We've released our memory-efficient finetuning algorithm LISA, check out [Paper][User Guide] for more details!

Checkpoints#

In general, you can directly load from checkpoints by using --model_name_or_path. However, the LLaMA case is slightly different due to the copyright issue.

LLaMA Checkpoint#

  1. First, you need to get the access of LLaMA model from facebookresearch/llama. Download the official checkpoints and save them into ${llama-path}.

  2. Second, convert the official checkpoints ${llama-path} to HuggingFace supported checkpoints ${llama-hf-path} by running

    python ./scripts/convert_llama_weights_to_hf.py --input_dir ${llama-path} --model_size 7B --output_dir ${llama-hf-path}/llama-7b-hf

  3. Then you are good to go by setting the checkpoint path to ${llama-hf-path}/llama-7b-hf. Enjoy it!

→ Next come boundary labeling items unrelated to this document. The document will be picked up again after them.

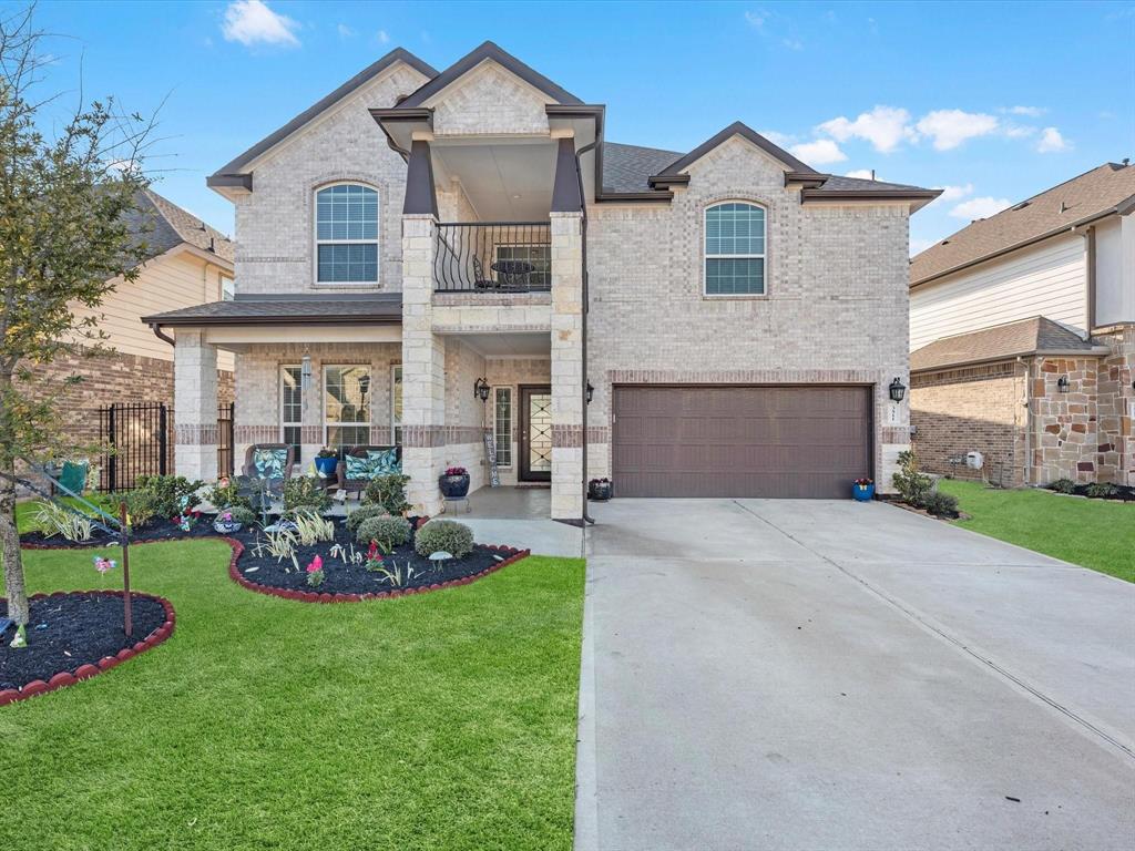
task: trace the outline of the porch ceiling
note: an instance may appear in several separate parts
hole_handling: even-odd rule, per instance
[[[459,335],[454,335],[459,336]],[[485,357],[550,357],[552,336],[548,334],[462,334]]]
[[[497,140],[491,143],[431,145],[444,187],[456,179],[480,221],[543,221],[552,209],[556,143]]]

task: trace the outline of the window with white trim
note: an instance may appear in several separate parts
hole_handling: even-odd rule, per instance
[[[303,377],[300,364],[280,366],[280,443],[295,447],[295,457],[300,457],[303,443]]]
[[[370,366],[323,368],[323,443],[340,454],[370,443]]]
[[[402,446],[402,364],[390,364],[390,439]]]
[[[743,201],[706,208],[706,295],[764,295],[765,218],[763,207]]]
[[[497,466],[512,466],[512,388],[493,388],[493,437]]]
[[[339,183],[316,193],[316,281],[378,284],[378,192]]]

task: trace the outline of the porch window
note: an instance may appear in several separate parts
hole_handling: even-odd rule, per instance
[[[402,446],[402,364],[390,364],[390,437]]]
[[[705,235],[705,294],[764,295],[764,208],[714,204],[706,209]]]
[[[512,466],[512,388],[493,388],[493,436],[497,466]]]
[[[378,192],[340,183],[316,193],[316,281],[378,284]]]
[[[323,369],[323,435],[340,452],[370,443],[370,366]]]
[[[531,289],[552,288],[552,246],[550,245],[497,245],[496,259],[519,260],[531,263],[532,271],[524,276],[524,283]]]
[[[303,441],[303,382],[299,365],[280,366],[280,443],[295,447]]]

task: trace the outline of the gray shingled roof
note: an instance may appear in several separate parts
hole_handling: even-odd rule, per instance
[[[131,231],[145,241],[150,258],[187,243],[212,252],[227,263],[233,262],[232,239],[153,189],[137,193],[134,211],[128,219]]]
[[[142,317],[148,325],[209,326],[270,322],[401,322],[402,293],[376,295],[245,296]]]
[[[1003,361],[1037,352],[1083,355],[1105,351],[1051,319],[1033,317],[936,339],[910,353],[910,371],[925,372],[967,363]]]
[[[1135,203],[1135,166],[1105,162],[932,245],[910,261],[910,285],[1123,210]]]
[[[678,151],[663,151],[661,148],[604,142],[603,191],[650,192],[653,187],[646,179],[661,174],[666,166],[681,157]]]

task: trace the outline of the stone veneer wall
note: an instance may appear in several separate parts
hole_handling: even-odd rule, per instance
[[[1028,466],[1028,368],[1015,361],[910,377],[911,440],[923,470],[1019,487]],[[983,470],[951,464],[976,450]]]
[[[1096,366],[1096,474],[1100,481],[1135,485],[1135,325],[1099,331],[1095,340],[1112,352]]]
[[[615,384],[856,382],[874,387],[875,478],[890,490],[909,445],[908,210],[801,205],[783,167],[734,137],[690,168],[669,207],[588,210],[588,475],[611,472]],[[703,294],[704,214],[741,200],[767,212],[766,294]],[[617,482],[616,482],[617,491]]]

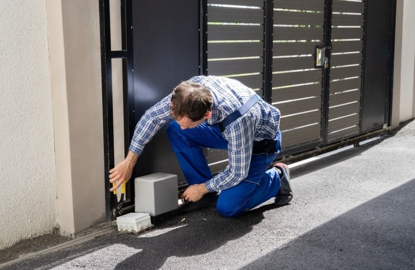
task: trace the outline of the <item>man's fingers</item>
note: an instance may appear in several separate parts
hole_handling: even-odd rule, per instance
[[[117,188],[120,187],[120,186],[122,184],[123,181],[118,181],[118,183],[115,184],[115,185],[109,188],[110,191],[113,191]]]

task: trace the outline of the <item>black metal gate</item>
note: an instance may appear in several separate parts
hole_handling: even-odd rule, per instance
[[[126,151],[145,110],[198,74],[239,80],[280,109],[279,159],[389,126],[396,0],[121,0],[118,51],[110,49],[109,0],[99,0],[107,179],[113,58],[124,60]],[[226,151],[206,154],[214,172],[226,166]],[[184,183],[163,130],[139,161],[133,176],[160,171]]]

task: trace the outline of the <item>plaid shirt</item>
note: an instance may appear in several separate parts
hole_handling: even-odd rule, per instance
[[[212,116],[206,121],[209,125],[222,122],[255,94],[251,88],[229,78],[197,76],[189,81],[204,85],[212,94]],[[155,133],[173,120],[171,96],[169,95],[149,109],[138,122],[130,146],[131,151],[140,154]],[[228,164],[206,182],[208,190],[228,188],[245,179],[249,169],[254,141],[275,138],[279,130],[280,117],[277,108],[261,99],[226,128],[222,135],[228,143]]]

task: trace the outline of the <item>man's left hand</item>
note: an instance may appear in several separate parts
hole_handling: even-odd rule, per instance
[[[182,198],[189,202],[197,202],[204,195],[209,193],[204,183],[192,185],[186,189],[181,195]]]

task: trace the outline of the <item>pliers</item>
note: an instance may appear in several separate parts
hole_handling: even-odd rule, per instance
[[[121,209],[123,207],[123,204],[124,200],[124,193],[125,193],[125,183],[126,180],[123,182],[123,188],[121,189],[121,197],[120,198],[120,201],[117,204],[117,206],[112,210],[112,215],[114,217],[117,217],[118,216],[121,216],[123,214],[123,210]],[[115,183],[112,183],[112,187],[115,186]],[[118,202],[118,198],[117,197],[117,190],[114,189],[114,197],[115,199],[115,201]]]

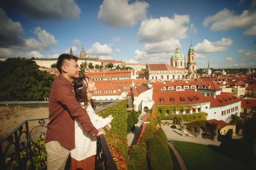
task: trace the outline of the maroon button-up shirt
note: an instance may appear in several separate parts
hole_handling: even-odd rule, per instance
[[[94,136],[98,134],[99,130],[93,127],[88,113],[76,100],[75,95],[72,83],[63,75],[54,81],[49,100],[50,122],[45,143],[57,141],[67,149],[74,148],[75,118],[85,132]]]

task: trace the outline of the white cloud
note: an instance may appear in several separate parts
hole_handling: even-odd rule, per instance
[[[194,24],[190,24],[190,28],[189,28],[190,32],[193,33],[197,33],[197,29],[195,26]]]
[[[227,58],[225,59],[227,61],[233,61],[233,58]]]
[[[206,18],[204,26],[210,24],[211,30],[229,30],[233,28],[255,26],[256,12],[244,10],[240,15],[236,15],[233,11],[224,8],[212,16]]]
[[[99,56],[99,58],[101,59],[113,59],[113,58],[111,56]]]
[[[21,47],[21,49],[45,50],[49,49],[51,46],[58,43],[58,41],[52,35],[44,29],[41,29],[40,27],[35,27],[33,33],[37,35],[39,41],[33,38],[24,39],[26,41],[26,47]]]
[[[121,50],[120,49],[116,49],[115,50],[115,53],[120,53],[121,52]]]
[[[203,54],[196,52],[195,54],[195,58],[197,58],[197,59],[206,58],[206,56]]]
[[[149,4],[136,1],[129,3],[128,0],[104,0],[98,12],[98,19],[107,25],[121,27],[134,26],[147,16]]]
[[[189,27],[184,26],[189,23],[189,15],[174,14],[174,17],[160,17],[144,20],[139,28],[138,35],[140,41],[156,43],[173,38],[186,38]]]
[[[256,35],[256,25],[249,27],[243,32],[244,35],[247,36],[254,36]]]
[[[171,53],[147,54],[147,52],[136,50],[134,59],[143,63],[164,63],[170,64]]]
[[[75,46],[78,46],[80,45],[80,40],[78,39],[75,39],[73,40],[72,44]]]
[[[121,40],[119,37],[116,36],[113,38],[114,42],[120,42]]]
[[[72,49],[73,54],[76,53],[76,51],[77,50],[76,47],[75,46],[72,46],[71,48]],[[70,47],[68,47],[67,50],[64,51],[64,53],[66,54],[69,54],[70,52]]]
[[[80,8],[74,0],[8,0],[3,3],[26,16],[40,20],[61,20],[79,17]]]
[[[92,49],[87,50],[87,54],[97,56],[108,56],[112,52],[111,48],[106,45],[101,45],[99,42],[96,42],[92,45]]]
[[[198,43],[195,46],[195,50],[198,53],[211,53],[227,50],[227,48],[233,43],[230,38],[222,38],[220,41],[215,42],[209,42],[205,39],[202,43]]]
[[[177,45],[180,47],[179,40],[171,38],[171,40],[158,43],[146,43],[145,50],[147,54],[173,52]]]

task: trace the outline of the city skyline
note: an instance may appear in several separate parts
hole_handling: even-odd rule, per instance
[[[166,63],[192,42],[197,68],[256,67],[256,1],[0,3],[0,57],[79,54]]]

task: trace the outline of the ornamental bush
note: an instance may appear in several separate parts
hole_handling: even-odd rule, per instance
[[[169,150],[158,136],[147,141],[150,169],[173,169]]]
[[[128,164],[128,169],[148,169],[147,151],[145,148],[138,145],[134,145],[129,153],[130,159]]]
[[[133,123],[134,123],[134,124],[136,124],[139,121],[139,120],[138,118],[138,114],[134,109],[132,109],[131,115],[132,116]]]

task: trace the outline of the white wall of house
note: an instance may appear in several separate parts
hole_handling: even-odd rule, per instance
[[[92,96],[93,100],[122,100],[123,97],[121,95],[101,95],[101,96]]]
[[[231,114],[240,116],[240,112],[241,101],[223,106],[211,107],[207,120],[216,119],[229,123],[231,121]]]
[[[140,93],[139,96],[137,97],[136,98],[134,97],[134,100],[133,101],[133,105],[134,105],[134,110],[137,112],[143,110],[143,108],[141,109],[142,107],[141,102],[143,101],[147,102],[152,100],[152,97],[153,97],[153,89],[150,89],[146,91]]]

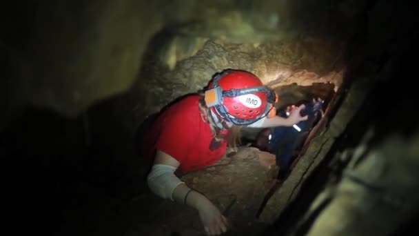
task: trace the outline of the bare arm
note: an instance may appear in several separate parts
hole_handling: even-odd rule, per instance
[[[300,121],[307,119],[308,117],[301,117],[300,111],[305,108],[304,104],[291,110],[289,116],[284,118],[280,116],[267,119],[266,117],[260,119],[258,121],[248,126],[250,128],[271,128],[276,126],[292,126],[294,124],[298,123]]]
[[[156,159],[154,159],[154,164],[167,165],[177,168],[180,163],[170,155],[158,150],[156,154]],[[172,197],[175,201],[183,204],[185,200],[185,197],[190,190],[191,188],[185,184],[181,184],[173,190]],[[198,210],[200,203],[207,201],[210,201],[207,197],[201,193],[192,190],[187,195],[185,203],[187,206]]]
[[[180,163],[167,153],[157,150],[154,165],[159,164],[177,168]],[[181,182],[176,176],[172,177],[171,179],[178,183]],[[201,221],[207,233],[214,235],[227,231],[227,220],[221,215],[217,207],[206,197],[192,190],[185,183],[178,184],[173,190],[171,197],[175,201],[186,204],[198,211]]]

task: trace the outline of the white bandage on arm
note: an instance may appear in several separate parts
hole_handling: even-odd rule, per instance
[[[148,187],[155,195],[173,201],[173,190],[182,181],[174,175],[176,168],[163,164],[155,164],[147,177]]]

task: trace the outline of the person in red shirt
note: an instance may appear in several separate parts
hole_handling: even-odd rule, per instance
[[[189,188],[174,174],[202,169],[219,161],[227,146],[239,144],[243,126],[291,126],[303,106],[287,118],[276,115],[277,96],[254,74],[227,69],[203,91],[187,95],[161,110],[143,133],[142,154],[152,166],[147,185],[163,199],[192,206],[198,212],[209,235],[226,232],[228,222],[203,194]]]

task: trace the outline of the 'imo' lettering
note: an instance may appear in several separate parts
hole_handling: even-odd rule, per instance
[[[249,104],[252,104],[254,106],[257,106],[258,105],[258,100],[252,99],[250,97],[247,97],[246,99],[246,103],[247,103]]]

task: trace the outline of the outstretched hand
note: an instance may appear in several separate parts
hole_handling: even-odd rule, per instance
[[[208,235],[218,235],[227,231],[228,222],[227,218],[211,201],[200,206],[199,217]]]
[[[307,115],[302,117],[300,114],[301,110],[305,108],[305,106],[304,104],[302,104],[298,107],[294,105],[287,107],[287,112],[289,113],[288,119],[291,122],[291,125],[296,124],[301,121],[307,120],[309,118]]]

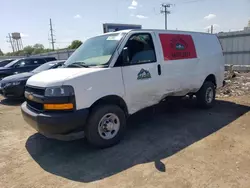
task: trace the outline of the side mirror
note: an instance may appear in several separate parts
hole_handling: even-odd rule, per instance
[[[128,56],[128,47],[123,48],[122,50],[122,60],[123,64],[129,64],[129,56]]]
[[[18,67],[19,67],[19,64],[13,65],[13,68],[18,68]]]

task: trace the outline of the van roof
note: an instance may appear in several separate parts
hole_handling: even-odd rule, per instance
[[[197,31],[182,31],[182,30],[164,30],[164,29],[127,29],[127,30],[121,30],[121,31],[115,31],[115,32],[109,32],[104,33],[102,35],[109,35],[112,33],[129,33],[131,31],[143,31],[143,32],[168,32],[168,33],[181,33],[181,34],[204,34],[204,35],[215,35],[211,33],[205,33],[205,32],[197,32]]]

  4. (optional) Now you have the original llama-7b-hf pretrained model. With

cd output_models && ./download.sh all && cd -

You can obtain the model difference finetuned by ours. By a way similar to ./scripts/run_evaluation_with_lora.sh,

CUDA_VISIBLE_DEVICES=0 \
    deepspeed examples/evaluate.py \
    --answer_type text \
    --model_name_or_path ${llama-hf-path}/llama-7b-hf \
    --lora_model_path output_models/${llama-model-diff-path} \
    --dataset_path data/alpaca/test \
    --prompt_structure "Input: {input}" \
    --deepspeed examples/ds_config.json

You can now evaluate with the finetuned llama model.